E por isso mesmo vós, empregando toda a diligência, acrescentai à vossa fé a virtude, e à virtude a ciência, e à ciência o domínio próprio, e ao domínio próprio a perseverança, e à perseverança a piedade, e à piedade a fraternidade, e à fraternidade o amor.
2 Carta de Pedro 1.5-7

A fé tem que ser mais que acreditar em feitos certos; deve traduzir-se em ação, em desenvolvimento do caráter cristão e na prática da disciplina moral, ou desaparecerá (Tiago 2.14-17).
O apóstolo Pedro faz uma lista de vários atos de fé:
a) aprender a conhecer melhor a Deus,
b) cultivar a paciência,
c) fazer a vontade de Deus, e
d) amar a outros.
Esses atos não se produzem automaticamente; requerem árduo trabalho.
Não são opcionais; devem ser parte constante da vida cristã.
Não terminamos com um para logo começar com o outro mas sim nos ocupamos de todos juntos.
Deus nos capacita e autoriza, mas nos dá também a responsabilidade de aprender e crescer.
Os falsos ensinadores diziam que não era necessário o domínio próprio porque as obras não ajudam a acreditar (2 Pedro 2.19).

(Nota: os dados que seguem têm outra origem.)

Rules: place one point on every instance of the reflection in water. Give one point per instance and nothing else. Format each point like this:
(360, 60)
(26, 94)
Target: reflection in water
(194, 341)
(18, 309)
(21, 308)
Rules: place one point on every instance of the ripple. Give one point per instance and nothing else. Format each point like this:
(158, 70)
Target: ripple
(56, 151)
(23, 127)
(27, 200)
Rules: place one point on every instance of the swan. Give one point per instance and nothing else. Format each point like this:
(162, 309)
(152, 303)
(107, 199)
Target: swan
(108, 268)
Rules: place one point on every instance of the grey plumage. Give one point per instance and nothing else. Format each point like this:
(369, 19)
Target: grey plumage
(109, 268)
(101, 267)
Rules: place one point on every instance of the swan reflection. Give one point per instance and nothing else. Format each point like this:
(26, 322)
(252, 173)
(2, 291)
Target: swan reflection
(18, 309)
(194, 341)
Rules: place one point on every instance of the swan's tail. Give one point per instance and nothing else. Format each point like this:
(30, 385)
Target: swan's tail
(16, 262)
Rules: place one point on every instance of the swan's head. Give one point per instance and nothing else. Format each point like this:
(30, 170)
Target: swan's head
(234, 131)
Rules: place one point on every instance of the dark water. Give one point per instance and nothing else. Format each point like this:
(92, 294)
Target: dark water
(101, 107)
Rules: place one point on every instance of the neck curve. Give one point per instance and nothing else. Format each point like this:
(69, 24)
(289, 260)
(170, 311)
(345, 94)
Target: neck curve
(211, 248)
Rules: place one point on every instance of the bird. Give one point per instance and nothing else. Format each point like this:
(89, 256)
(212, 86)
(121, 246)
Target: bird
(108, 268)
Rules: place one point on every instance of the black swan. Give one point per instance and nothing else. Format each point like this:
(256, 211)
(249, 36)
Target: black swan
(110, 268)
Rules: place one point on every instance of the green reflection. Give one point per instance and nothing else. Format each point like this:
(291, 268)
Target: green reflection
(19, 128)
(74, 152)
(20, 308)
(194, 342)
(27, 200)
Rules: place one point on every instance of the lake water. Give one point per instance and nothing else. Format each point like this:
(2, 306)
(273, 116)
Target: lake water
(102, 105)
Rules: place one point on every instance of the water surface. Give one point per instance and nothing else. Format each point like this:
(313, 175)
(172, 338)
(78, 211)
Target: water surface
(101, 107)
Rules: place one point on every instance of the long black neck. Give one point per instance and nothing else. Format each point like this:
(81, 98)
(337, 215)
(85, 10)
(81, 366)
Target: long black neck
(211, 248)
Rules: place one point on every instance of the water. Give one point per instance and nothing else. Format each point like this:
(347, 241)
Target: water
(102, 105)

É verdade que as obras não podem nos salvar, mas é absolutamente falso pensar que não são importantes.
Somos salvos de modo que podemos crescer à semelhança de Cristo e isso nos ajuda a servir a outros.
Deus quer produzir em nós seu caráter amoroso; mas para fazê-lo exige nossa disciplina e nosso esforço.
Quando obedecemos a Cristo com a direção de seu Espírito, cultivaremos o domínio próprio, não só em relação à comida e bebida, mas também com respeito a nossas emoções.